Bei Castrocucco ist Basilikata schon wieder zu Ende – die Region erstreckt sich zum größten Teil im Landesinneren – und wir erreichen Kalabrien. Die SS18 wird hier zu einer gut ausgebauten, breiten Straße mit mehr Verkehr und weniger landschaftlichem Reiz. Wir fahren etwas küstennäher (und steigungsärmer) über die SP1, bevor wir uns wieder ein paar Serpentinen zur SS18 hinaufschrauben. Mittlerweile hat der aus Nordost wehende Wind, der uns unterwegs schon gut geschoben hat, zu starken Böen aufgefrischt. Die SS18 führt zwischen Atrigna und San Nicola Arcella auf Brücken über einige tief eingeschnittene Schluchten. Vor den Brücken warnen elektrische Warnschilder vor „Vento Forte“. Auf der letzten Brücke heult der Wind unheilverkündend durch die Drahtgitter beidseits der Brücke und packt uns ins mit einer Böe von schräg hinten. Erst muss ich (Martin) mich darauf konzentrieren, nicht gegen die Fahrbahnbegrenzung gedrückt zu werden. Dann nehme ich den Schwung mit und lasse mich vom Wind flott auf 28 km/h beschleunigen. Wir sind froh, als wir die Brücken hinter uns haben und abwärts nach Scalea rollen. Was für ein Glück, dass wir nicht gegen den Wind fahren müssen.
Deutlich früher als angekündigt erreichen wir das Appartement „Casa Kerol“ in Scalea, wo just im gleichen Moment zufällig unser Vermieter auftaucht und uns freundlich in Empfang nimmt. Am Nachmittag laufen wir durch die Altstadt – enge Gässchen mit Treppen drängen sich um einen Hügel. Auf vielen Treppen geht es hinauf- und hinab. Daher auch der Name der Stadt Scalea – das heißt auf italienisch Freitreppe. Was für ein Glück, dass wir nicht aus Versehen ein Zimmer mitten in der Altstadt gebucht haben. Das hätten wir mit den Rädern schlecht erreichen können.

Neapel

Sonntag, 14.10.2018
Sperlonga – Mondragone, 58 km, insgesamt 4078 km
Wir fahren bei wunderschönem Wetter los. Die Küste präsentiert sich prächtig. Wir durchqueren einige Straßentunnels und machen Fotostopps, da jede neue Bucht, jede Kurve neue hübsche Ein- und Ausblicke liefert.

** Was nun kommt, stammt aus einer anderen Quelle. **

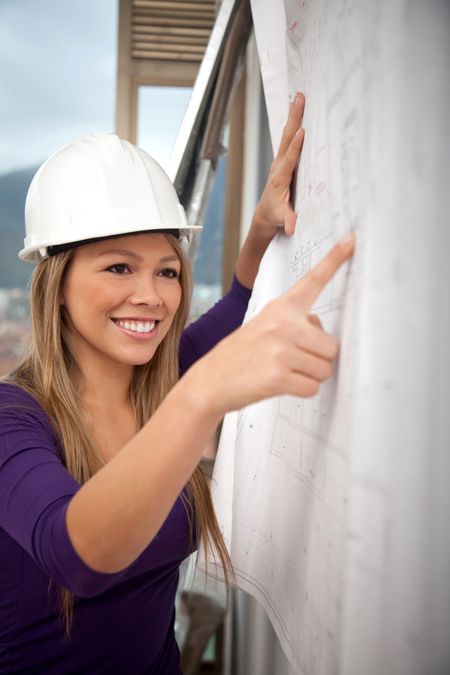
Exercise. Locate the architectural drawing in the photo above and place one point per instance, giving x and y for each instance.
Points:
(334, 508)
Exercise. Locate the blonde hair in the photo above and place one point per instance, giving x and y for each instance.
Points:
(50, 373)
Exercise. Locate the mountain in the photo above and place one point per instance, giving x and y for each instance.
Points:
(13, 190)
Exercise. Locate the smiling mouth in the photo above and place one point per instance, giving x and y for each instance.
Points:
(136, 326)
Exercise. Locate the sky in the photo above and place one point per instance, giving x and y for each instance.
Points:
(58, 64)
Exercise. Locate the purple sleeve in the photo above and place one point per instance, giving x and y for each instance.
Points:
(35, 490)
(202, 335)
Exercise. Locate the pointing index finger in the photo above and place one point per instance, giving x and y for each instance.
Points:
(309, 288)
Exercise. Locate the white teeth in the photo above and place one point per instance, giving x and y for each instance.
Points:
(137, 326)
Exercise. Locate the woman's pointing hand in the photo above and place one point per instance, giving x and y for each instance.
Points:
(283, 350)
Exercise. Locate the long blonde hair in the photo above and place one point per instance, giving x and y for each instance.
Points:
(51, 374)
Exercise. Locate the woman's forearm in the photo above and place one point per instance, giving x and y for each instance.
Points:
(116, 513)
(251, 253)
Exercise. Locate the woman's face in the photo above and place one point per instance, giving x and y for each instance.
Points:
(120, 297)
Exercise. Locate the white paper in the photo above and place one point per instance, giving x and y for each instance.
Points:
(335, 508)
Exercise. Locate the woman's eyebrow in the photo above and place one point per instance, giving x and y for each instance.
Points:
(131, 254)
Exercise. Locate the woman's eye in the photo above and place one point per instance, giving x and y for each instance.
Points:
(170, 273)
(120, 268)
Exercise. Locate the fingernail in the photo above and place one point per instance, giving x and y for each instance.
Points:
(349, 239)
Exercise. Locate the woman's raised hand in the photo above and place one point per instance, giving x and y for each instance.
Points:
(274, 207)
(283, 350)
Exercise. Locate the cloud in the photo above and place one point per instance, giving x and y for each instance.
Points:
(57, 75)
(58, 78)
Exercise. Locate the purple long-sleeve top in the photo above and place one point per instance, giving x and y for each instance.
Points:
(123, 622)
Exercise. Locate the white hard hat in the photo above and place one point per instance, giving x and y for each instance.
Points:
(100, 186)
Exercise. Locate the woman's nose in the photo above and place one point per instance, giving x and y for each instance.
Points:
(145, 292)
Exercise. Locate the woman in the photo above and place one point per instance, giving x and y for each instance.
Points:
(100, 494)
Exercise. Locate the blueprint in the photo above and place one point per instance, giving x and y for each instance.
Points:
(335, 508)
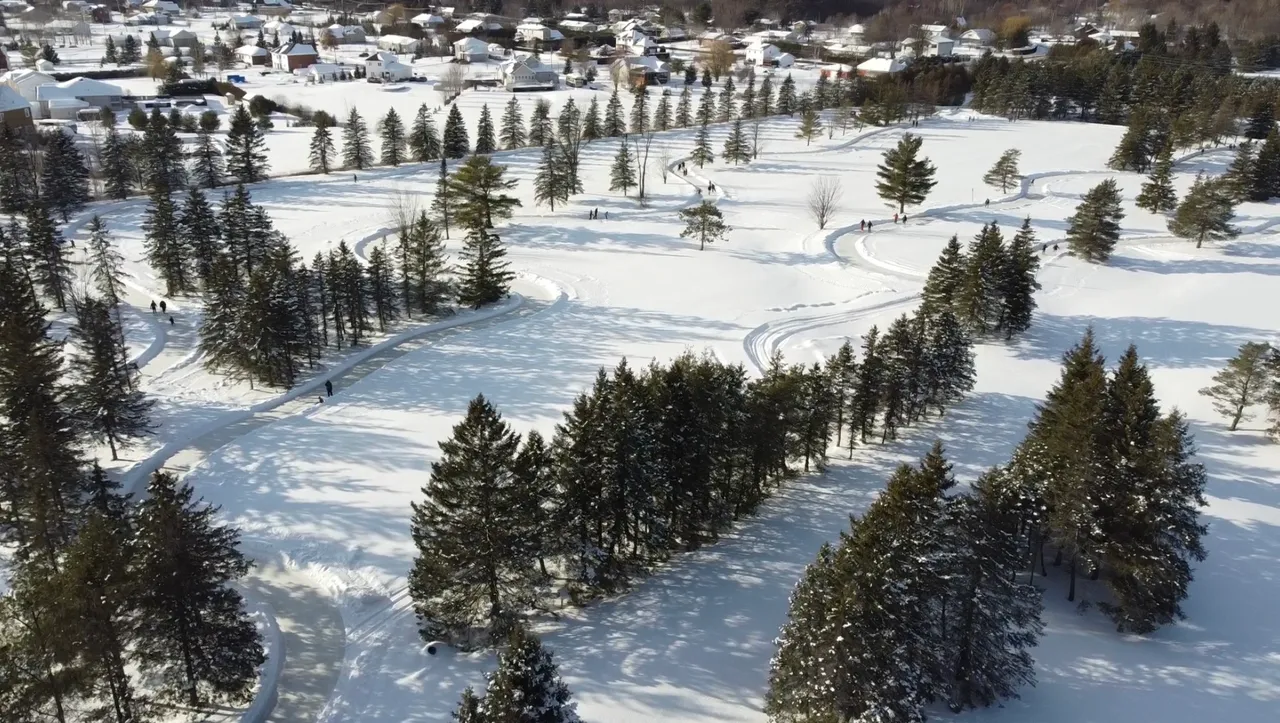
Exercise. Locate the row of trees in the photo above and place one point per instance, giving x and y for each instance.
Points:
(650, 462)
(100, 591)
(923, 600)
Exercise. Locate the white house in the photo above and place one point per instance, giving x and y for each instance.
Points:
(398, 44)
(26, 82)
(762, 54)
(168, 7)
(387, 67)
(252, 55)
(426, 21)
(246, 22)
(471, 50)
(881, 67)
(978, 36)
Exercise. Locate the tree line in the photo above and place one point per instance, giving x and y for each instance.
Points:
(650, 462)
(101, 591)
(924, 599)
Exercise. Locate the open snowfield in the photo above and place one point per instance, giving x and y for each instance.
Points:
(328, 488)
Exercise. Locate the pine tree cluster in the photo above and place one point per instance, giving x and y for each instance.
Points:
(991, 289)
(650, 462)
(101, 594)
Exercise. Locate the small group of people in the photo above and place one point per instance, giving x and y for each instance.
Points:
(163, 310)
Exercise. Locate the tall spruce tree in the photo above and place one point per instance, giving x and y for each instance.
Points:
(904, 178)
(192, 628)
(356, 151)
(456, 142)
(105, 390)
(1095, 228)
(246, 147)
(512, 126)
(424, 142)
(64, 175)
(392, 131)
(487, 141)
(1206, 213)
(471, 568)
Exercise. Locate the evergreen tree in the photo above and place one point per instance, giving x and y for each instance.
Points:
(1004, 174)
(703, 222)
(512, 126)
(1019, 286)
(1242, 384)
(392, 131)
(108, 401)
(115, 165)
(946, 278)
(787, 96)
(472, 567)
(192, 628)
(592, 128)
(64, 177)
(484, 275)
(1095, 228)
(487, 141)
(356, 151)
(167, 251)
(246, 147)
(622, 173)
(456, 142)
(1206, 213)
(1157, 193)
(199, 227)
(49, 255)
(682, 109)
(613, 122)
(549, 184)
(540, 129)
(44, 488)
(662, 113)
(526, 685)
(476, 193)
(737, 149)
(323, 150)
(640, 111)
(424, 143)
(702, 152)
(810, 126)
(206, 161)
(904, 178)
(727, 105)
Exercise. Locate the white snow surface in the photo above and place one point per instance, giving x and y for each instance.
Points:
(330, 485)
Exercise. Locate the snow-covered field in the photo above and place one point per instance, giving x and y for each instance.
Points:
(329, 486)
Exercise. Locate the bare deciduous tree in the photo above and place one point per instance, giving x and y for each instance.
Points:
(823, 198)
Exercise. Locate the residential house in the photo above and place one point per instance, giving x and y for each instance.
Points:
(387, 67)
(252, 55)
(398, 44)
(246, 22)
(981, 37)
(643, 69)
(293, 56)
(471, 50)
(14, 110)
(62, 101)
(579, 26)
(428, 21)
(881, 67)
(167, 7)
(528, 73)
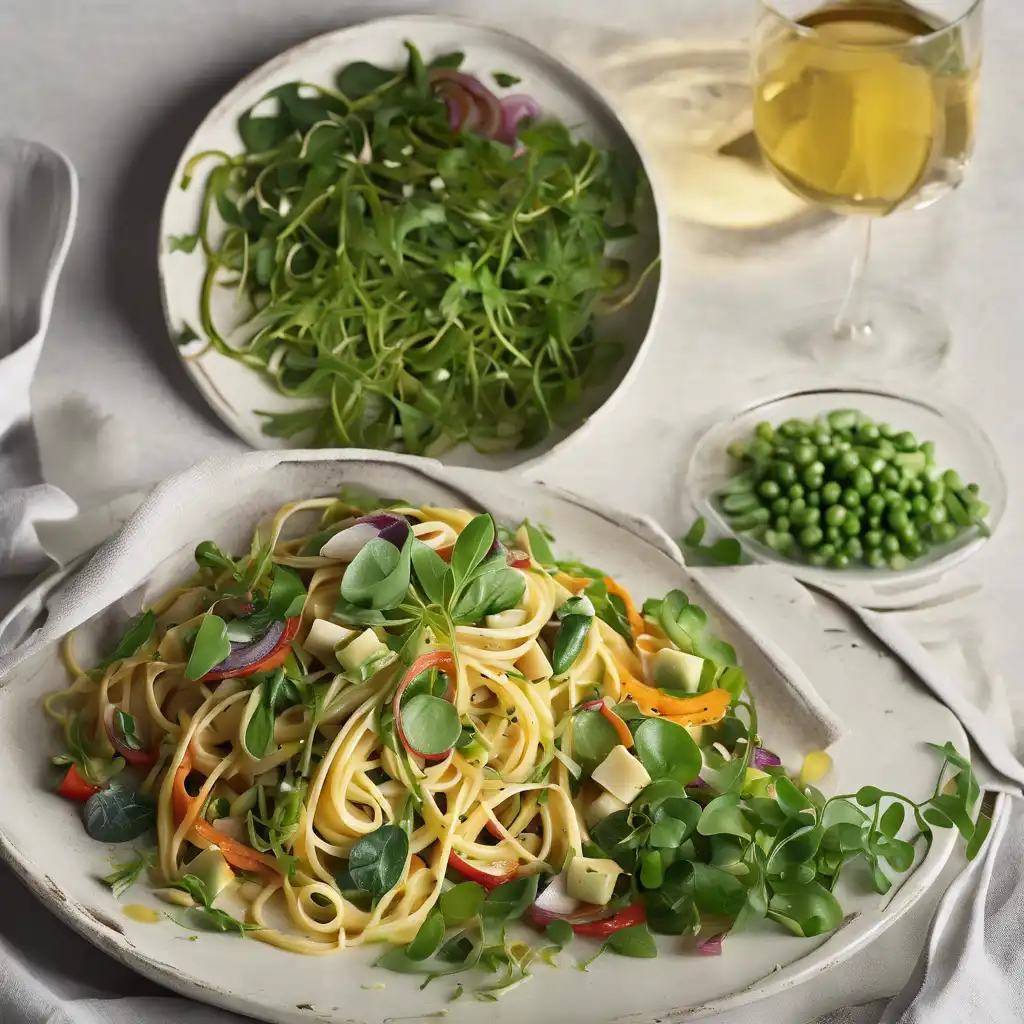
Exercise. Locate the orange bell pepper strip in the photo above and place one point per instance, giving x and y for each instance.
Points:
(636, 620)
(237, 854)
(702, 709)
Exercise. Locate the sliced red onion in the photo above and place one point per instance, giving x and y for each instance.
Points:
(245, 654)
(347, 543)
(514, 110)
(765, 759)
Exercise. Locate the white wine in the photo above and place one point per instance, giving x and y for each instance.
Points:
(859, 113)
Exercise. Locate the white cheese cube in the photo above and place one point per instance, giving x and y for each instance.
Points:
(364, 647)
(324, 638)
(506, 620)
(604, 805)
(534, 665)
(622, 774)
(675, 670)
(592, 880)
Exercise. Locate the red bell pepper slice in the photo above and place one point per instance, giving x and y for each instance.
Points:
(489, 880)
(74, 786)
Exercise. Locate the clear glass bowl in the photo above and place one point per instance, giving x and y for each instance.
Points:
(960, 444)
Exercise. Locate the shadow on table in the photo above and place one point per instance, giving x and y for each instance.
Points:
(132, 232)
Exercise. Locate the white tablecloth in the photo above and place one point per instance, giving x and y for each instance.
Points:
(119, 87)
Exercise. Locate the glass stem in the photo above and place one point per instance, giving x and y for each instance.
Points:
(850, 323)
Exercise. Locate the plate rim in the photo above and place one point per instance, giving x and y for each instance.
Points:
(111, 939)
(201, 378)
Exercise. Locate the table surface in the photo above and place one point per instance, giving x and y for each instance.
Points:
(120, 87)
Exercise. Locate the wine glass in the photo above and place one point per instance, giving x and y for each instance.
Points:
(866, 107)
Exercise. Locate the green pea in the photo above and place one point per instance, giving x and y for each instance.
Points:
(897, 519)
(836, 515)
(804, 455)
(810, 537)
(875, 464)
(862, 480)
(843, 419)
(785, 473)
(876, 504)
(832, 493)
(847, 463)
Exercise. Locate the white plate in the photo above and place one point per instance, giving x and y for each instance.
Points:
(233, 390)
(886, 718)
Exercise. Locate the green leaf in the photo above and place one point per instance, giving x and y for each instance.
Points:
(210, 647)
(593, 738)
(471, 547)
(462, 902)
(805, 909)
(428, 938)
(377, 860)
(119, 815)
(569, 641)
(126, 875)
(379, 576)
(510, 900)
(539, 546)
(430, 570)
(138, 632)
(636, 941)
(892, 819)
(431, 724)
(668, 751)
(722, 816)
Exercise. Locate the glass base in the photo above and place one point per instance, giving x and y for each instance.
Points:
(892, 333)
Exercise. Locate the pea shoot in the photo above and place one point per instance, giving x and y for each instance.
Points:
(843, 491)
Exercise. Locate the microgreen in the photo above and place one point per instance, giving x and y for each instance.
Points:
(425, 287)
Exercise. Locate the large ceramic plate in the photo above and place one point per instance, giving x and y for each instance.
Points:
(233, 390)
(886, 719)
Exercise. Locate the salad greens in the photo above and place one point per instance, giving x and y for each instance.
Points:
(415, 286)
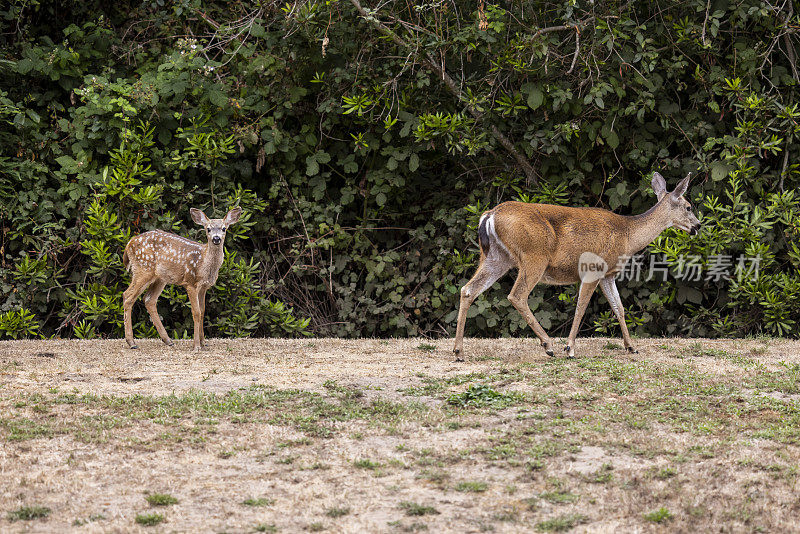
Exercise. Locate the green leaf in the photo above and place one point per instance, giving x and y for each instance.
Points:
(413, 162)
(535, 97)
(218, 98)
(312, 167)
(720, 170)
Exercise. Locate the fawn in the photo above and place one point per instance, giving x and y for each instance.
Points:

Gaeta ist weitgehend langweilig. Wir machen eine kurze Strand- und Sandpause und fahren dann weiter die Landstraße entlang. Diese ist dank Sonntag recht verkehrsarm. Die wenigen Autofahrer, die uns sehen, winken uns fröhlich zu. Die Rennradler grüßen freundlich. Erstaunlich,wie viele Menschen von unserem Tross ein Foto oder Filmchen machen. Zum großen Teil aus den fahrenden Autos heraus. Wir haben schon Beifahrer aus dem Fenster mit der Handykamera hängen sehen oder Fahrer, die uns ganz langsam überholten und uns aus dem geöffneten Beifahrerfenster fotografierten. Ein Rennradler, der uns entgegenkommt, wendet auf der Straße, kommt hinter uns her und fragt uns, wo wir herkommen und wo wir hinfahren, bevor er wieder seines Weges fährt. Wahrscheinlich sind wir auf allen Netzwerken Italiens schon Berühmtheiten und wissen es nur nicht …
Im Niemandsland einer menschenleeren (da Saisonende) Stadt winkt uns eine Dame aus der einzigen geöffneten Trattoria freundlich zu. Wir können nicht widerstehen, kehren ein und essen Lasagne und Teigteilchen, obwohl wir doch eigentlich nur einen Cappuccino trinken wollten.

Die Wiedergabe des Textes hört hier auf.